Reputation: 646
I have requirement to load about 10 million data from BigQuery to firestore every day. Which is the fastest way to do this ?
Cloud function with parallel individual writes is an option (according to the below link), but in this case, parallelizing the bigquery table would be challenge.
What is the fastest way to write a lot of documents to Firestore?
Does Dataflow works in this scenario, read and write data through Dataflow ?
Upvotes: 1
Views: 736
Reputation: 11041
Dataflow works in this case. It lets you parallelize how you read data from BigQuery and write it into Firestore.
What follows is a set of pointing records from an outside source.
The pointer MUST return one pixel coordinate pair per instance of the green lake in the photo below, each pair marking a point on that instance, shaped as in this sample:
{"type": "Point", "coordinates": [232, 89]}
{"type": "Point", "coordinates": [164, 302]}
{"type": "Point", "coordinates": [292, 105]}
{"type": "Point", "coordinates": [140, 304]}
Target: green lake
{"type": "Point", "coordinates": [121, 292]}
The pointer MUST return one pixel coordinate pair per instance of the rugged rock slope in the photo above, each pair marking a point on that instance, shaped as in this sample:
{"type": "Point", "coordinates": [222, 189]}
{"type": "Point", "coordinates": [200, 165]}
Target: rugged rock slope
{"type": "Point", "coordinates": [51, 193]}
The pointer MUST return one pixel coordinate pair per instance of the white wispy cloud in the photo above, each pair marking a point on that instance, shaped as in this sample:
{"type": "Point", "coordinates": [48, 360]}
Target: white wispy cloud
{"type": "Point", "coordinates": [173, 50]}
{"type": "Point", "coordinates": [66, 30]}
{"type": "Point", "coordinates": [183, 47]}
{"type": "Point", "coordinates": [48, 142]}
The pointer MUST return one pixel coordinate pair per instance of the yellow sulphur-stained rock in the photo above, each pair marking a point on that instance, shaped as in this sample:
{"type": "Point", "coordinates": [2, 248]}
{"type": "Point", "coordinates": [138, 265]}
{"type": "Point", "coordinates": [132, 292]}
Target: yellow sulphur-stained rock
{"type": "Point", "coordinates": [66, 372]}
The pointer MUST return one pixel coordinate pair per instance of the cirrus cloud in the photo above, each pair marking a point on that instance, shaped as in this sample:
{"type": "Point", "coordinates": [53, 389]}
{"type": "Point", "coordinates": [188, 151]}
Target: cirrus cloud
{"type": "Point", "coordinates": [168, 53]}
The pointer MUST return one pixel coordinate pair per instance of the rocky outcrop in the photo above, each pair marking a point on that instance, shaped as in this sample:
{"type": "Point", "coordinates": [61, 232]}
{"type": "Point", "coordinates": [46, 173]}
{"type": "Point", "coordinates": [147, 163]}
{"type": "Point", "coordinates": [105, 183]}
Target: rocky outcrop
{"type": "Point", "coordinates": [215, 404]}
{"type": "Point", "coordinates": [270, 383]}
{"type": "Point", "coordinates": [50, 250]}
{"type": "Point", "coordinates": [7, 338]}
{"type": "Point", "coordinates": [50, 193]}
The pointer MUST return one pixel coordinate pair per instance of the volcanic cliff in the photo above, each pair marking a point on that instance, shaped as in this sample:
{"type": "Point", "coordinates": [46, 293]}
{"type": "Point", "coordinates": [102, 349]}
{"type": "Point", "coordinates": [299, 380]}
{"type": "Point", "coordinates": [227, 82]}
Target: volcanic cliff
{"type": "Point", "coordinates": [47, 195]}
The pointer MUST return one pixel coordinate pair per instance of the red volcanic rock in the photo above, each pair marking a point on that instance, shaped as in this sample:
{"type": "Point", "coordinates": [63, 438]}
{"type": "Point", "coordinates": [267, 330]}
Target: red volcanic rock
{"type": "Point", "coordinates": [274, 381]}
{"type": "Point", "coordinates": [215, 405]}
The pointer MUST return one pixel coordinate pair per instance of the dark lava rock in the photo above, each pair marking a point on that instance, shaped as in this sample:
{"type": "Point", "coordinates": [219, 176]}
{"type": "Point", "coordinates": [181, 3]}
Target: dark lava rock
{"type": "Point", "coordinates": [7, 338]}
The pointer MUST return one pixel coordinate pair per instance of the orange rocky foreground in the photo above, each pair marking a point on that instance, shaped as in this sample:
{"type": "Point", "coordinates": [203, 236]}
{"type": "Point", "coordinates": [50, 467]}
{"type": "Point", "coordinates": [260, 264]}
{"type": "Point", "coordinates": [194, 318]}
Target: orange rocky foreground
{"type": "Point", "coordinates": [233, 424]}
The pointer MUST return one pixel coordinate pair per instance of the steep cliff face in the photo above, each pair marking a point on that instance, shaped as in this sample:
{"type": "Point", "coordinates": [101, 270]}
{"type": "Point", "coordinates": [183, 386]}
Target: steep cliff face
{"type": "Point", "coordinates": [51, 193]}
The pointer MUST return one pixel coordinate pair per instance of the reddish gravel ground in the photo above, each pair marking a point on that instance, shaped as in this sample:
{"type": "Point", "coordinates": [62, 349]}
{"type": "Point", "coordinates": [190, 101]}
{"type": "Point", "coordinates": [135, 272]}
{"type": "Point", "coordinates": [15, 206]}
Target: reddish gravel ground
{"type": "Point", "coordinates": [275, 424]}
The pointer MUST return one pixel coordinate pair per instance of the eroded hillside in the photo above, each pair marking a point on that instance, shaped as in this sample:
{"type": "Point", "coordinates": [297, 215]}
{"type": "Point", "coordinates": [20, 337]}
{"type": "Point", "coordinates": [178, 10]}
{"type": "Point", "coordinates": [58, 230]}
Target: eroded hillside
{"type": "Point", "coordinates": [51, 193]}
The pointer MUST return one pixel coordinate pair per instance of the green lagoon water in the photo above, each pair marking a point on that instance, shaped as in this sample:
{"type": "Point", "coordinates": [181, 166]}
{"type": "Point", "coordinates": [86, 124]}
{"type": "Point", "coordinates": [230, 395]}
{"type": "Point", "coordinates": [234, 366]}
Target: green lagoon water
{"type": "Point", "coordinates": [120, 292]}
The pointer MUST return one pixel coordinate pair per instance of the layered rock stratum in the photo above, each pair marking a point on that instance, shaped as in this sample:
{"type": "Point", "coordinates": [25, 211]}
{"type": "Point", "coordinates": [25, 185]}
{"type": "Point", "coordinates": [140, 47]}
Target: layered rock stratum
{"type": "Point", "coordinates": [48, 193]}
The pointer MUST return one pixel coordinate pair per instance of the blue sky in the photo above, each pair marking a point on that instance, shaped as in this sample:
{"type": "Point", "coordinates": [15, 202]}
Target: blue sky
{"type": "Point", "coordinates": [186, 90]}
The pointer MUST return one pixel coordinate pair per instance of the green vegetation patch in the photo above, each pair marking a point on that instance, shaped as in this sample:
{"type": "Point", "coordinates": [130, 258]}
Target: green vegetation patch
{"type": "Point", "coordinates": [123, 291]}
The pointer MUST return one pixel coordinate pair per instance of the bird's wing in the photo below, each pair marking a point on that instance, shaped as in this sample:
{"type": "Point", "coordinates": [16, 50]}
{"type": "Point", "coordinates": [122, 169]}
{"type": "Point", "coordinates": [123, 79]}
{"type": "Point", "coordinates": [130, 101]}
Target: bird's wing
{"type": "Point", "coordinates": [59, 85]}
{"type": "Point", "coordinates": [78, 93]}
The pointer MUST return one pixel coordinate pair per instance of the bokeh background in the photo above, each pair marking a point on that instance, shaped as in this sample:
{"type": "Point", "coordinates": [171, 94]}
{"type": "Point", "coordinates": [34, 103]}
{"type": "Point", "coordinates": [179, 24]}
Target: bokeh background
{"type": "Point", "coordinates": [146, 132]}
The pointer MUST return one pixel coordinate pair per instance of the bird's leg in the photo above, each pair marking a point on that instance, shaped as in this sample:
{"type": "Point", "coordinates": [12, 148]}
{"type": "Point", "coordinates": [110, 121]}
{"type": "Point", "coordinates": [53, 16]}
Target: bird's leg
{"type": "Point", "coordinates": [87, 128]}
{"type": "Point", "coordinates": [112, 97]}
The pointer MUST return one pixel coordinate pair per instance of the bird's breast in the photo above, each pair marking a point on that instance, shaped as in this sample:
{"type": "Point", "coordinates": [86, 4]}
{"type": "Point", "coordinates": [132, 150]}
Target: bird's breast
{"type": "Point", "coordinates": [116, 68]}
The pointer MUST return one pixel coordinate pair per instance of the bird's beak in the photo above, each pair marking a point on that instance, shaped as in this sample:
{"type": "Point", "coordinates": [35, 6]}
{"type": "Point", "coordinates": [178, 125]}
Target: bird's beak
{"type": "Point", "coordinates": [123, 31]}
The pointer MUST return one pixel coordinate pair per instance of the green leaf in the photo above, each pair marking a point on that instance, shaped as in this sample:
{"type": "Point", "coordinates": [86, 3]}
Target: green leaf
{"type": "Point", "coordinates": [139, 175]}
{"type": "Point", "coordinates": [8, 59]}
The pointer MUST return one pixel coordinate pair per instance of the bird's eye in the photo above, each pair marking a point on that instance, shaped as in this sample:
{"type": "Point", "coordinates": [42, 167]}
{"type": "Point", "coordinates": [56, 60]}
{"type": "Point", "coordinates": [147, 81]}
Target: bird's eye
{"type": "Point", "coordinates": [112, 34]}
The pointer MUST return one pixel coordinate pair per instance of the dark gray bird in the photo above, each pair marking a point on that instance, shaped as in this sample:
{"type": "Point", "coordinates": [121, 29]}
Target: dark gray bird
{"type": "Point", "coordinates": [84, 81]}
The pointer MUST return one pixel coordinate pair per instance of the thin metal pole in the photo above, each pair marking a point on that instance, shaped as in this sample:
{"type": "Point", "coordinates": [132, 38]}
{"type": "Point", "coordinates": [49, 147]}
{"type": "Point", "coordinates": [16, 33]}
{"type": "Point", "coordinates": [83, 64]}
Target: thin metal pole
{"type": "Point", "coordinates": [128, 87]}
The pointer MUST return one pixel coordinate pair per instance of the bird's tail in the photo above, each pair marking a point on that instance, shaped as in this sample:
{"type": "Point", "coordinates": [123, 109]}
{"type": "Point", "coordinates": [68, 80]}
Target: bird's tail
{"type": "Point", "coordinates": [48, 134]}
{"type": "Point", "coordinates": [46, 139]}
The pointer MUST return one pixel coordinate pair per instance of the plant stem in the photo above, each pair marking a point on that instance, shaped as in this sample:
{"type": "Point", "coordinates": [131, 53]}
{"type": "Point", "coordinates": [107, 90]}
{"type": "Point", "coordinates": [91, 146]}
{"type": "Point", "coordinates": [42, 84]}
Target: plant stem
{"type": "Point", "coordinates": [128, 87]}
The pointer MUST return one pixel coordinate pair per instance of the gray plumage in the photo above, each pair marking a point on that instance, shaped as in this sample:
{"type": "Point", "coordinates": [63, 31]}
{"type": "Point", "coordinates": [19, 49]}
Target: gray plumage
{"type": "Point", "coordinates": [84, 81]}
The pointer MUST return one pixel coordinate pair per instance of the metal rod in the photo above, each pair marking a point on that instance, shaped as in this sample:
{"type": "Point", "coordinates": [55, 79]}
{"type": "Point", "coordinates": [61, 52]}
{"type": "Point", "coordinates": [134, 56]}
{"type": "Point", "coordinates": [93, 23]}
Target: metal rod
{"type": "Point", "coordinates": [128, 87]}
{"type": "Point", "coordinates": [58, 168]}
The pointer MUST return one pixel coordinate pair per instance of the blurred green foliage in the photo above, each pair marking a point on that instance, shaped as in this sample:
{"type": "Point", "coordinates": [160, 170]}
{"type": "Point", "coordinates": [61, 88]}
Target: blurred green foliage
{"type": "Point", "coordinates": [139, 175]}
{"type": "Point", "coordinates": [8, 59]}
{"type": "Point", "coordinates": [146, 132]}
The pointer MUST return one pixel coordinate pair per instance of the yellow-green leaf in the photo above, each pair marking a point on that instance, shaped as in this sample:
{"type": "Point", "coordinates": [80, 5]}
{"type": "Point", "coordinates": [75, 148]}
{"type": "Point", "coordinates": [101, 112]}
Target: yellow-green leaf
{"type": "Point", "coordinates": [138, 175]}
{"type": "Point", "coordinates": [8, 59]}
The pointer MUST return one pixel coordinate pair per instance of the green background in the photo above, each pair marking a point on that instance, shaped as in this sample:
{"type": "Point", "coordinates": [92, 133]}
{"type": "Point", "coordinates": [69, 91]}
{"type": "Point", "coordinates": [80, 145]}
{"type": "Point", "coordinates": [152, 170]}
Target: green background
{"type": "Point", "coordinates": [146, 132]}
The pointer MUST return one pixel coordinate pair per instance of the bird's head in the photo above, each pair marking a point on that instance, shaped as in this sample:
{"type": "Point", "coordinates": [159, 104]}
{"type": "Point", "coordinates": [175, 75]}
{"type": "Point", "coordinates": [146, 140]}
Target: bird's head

There is a work-in-progress to add a Firestore sink to Beam. It should be available for the Java SDK in Beam 2.31.0: See https://github.com/apache/beam/pull/14261
In the meantime, you may be able to roll your own: In Python it would be like so:
(p
| ReadFromBigQuery(...)
| GroupIntoBatches(50) # Batches of 50-500 elements will help with throughput
| ParDo(WriteToFirestoreDoFn())
Where you write your own WriteToFirestoreDoFn
that does something like this:
class WriteToFirestoreDoFn(DoFn):
def __init__(self, firestore_info):
self.client = None
self.firestore_info = firestore_info
def process(self, batch):
if not self.client:
self.client = firestore.Client(self.firestore_info)
self.client.write_data(batch)
This is a little pseudocody, but it should help you get started with what you want.
Upvotes: 1